Nassau Republicans used a 10-9 advantage in seats in 2014 to draw a map with 12 districts that had more Republican registered voters than Democrats – at a time when Democrats had a 20,000-vote advantage among registered voters in the county.
To create the 12-7 advantage, Republican legislators had to draw a crazy-quilt map that ignored community boundaries. In several cases, communities, including Roslyn, were divided into four districts.
As of Feb. 21, 2021, the Democratic advantage over Republicans in registered voters had risen to nearly 100,000 – 434,327 to 335,771.
But in the last county election, the Republican advantage in the Legislature returned to 12-7. And this year, Republican legislators have once again developed a map that divides Roslyn into four districts.

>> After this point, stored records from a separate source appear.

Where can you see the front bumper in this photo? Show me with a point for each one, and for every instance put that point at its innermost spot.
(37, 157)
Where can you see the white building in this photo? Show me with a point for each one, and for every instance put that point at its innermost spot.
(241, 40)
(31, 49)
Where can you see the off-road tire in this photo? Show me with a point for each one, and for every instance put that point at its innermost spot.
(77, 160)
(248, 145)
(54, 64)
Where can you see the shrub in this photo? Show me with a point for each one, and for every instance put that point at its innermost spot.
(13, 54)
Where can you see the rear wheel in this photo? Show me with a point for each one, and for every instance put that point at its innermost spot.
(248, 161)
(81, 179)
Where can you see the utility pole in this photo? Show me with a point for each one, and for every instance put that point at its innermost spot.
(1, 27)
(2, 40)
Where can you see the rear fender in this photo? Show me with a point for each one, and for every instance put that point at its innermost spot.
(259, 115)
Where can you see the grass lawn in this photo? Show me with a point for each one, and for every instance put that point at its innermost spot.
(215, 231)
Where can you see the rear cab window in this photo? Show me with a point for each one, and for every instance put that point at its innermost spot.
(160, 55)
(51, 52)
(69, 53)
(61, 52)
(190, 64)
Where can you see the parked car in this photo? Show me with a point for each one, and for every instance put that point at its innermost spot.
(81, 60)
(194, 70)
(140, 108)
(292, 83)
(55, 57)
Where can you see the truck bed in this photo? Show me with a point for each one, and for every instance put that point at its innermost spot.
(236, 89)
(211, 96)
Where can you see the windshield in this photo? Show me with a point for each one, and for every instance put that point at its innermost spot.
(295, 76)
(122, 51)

Several residents said the map drawn by the Town of Hempstead will be challenged in court as it was in 2013 – and as Langworthy and his fellow Republicans did with congressional maps in 2022.
A state court eventually agreed with Langworthy that state Democrats had violated New York’s constitution and threw out the congressional map they had drawn. The judge then appointed a special master to draw up what would be some of the most politically balanced maps in the nation.
The redrawn map goes a long way toward explaining why Democrats in New York lost four congressional districts in the recent elections.
Combined with partisan gerrymandering that took place in Republican-controlled states like Texas and Florida, it also helps explain why Republicans were able to capture the House of Representatives.
The drawing of maps in Hempstead and Nassau also has major consequences with everything from how the county is policed to home assessments to where money is spent and on what.
Is the Town of Hempstead board and the Nassau County Legislature required to follow federal and state law?
We hope so. That sounds like what it will take for district maps to be drawn fairly in Hempstead and Nassau County. The alternative appears to be more of the same.